DATI ISTAT POVERTÀ: CARITAS ITALIANA, FAMIGLIE "CONDANNATE A FARCELA DA SOLE" (2)

"Siamo di fronte ad una crisi che non lascia scampo – dice don Francesco Soddu, direttore di Caritas Italiana -. I dati evidenziano come la crisi ha determinato l’estensione dei fenomeni di impoverimento ad ampi settori di popolazione, non sempre coincidenti con i ‘vecchi poveri’ del passato.
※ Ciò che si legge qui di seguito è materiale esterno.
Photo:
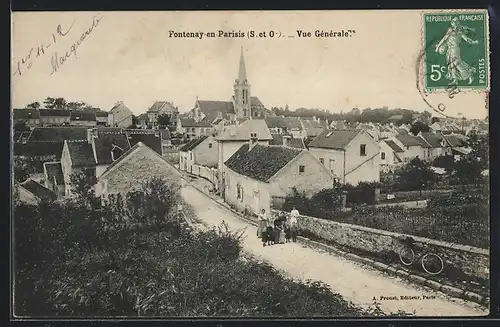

Cresce la multi problematicità delle persone, con storie di vita complesse che coinvolgono tutta la famiglia; è sempre più diffusa la fragilità occupazionale, aumenta il disagio degli anziani, si impoveriscono ulteriormente le famiglie immigrate e peggiorano le condizioni di vita degli emarginati gravi". Nel testo si afferma, poi, che i dati provenienti dalle Caritas diocesane confermano una situazione allarmante. Più del 29% di coloro che si rivolgono ai "Centri di ascolto" Caritas hanno meno di 35 anni, mentre il 6,7% sono anziani. Emerge tra gli italiani il dato dei padri separati o divorziati, con una incidenza del 22,6%. Quasi la metà di loro, il 44,2%, ha richiesto beni primari per la sopravvivenza, mentre il 10,2% ha gravi problemi abitativi. A questa situazione Caritas Italiana e le Caritas diocesane rispondono con una rete di 1.760 servizi promossi e/o collegati alle realtà diocesane, dove operano 29.429 volontari laici. Complessivamente sono 14.246 i servizi socio-assistenziali e sanitari collegati con la Chiesa italiana, dove sono attivi 279.471 volontari laici. I Centri di Ascolto Caritas sono 2.832 con 28mila volontari laici.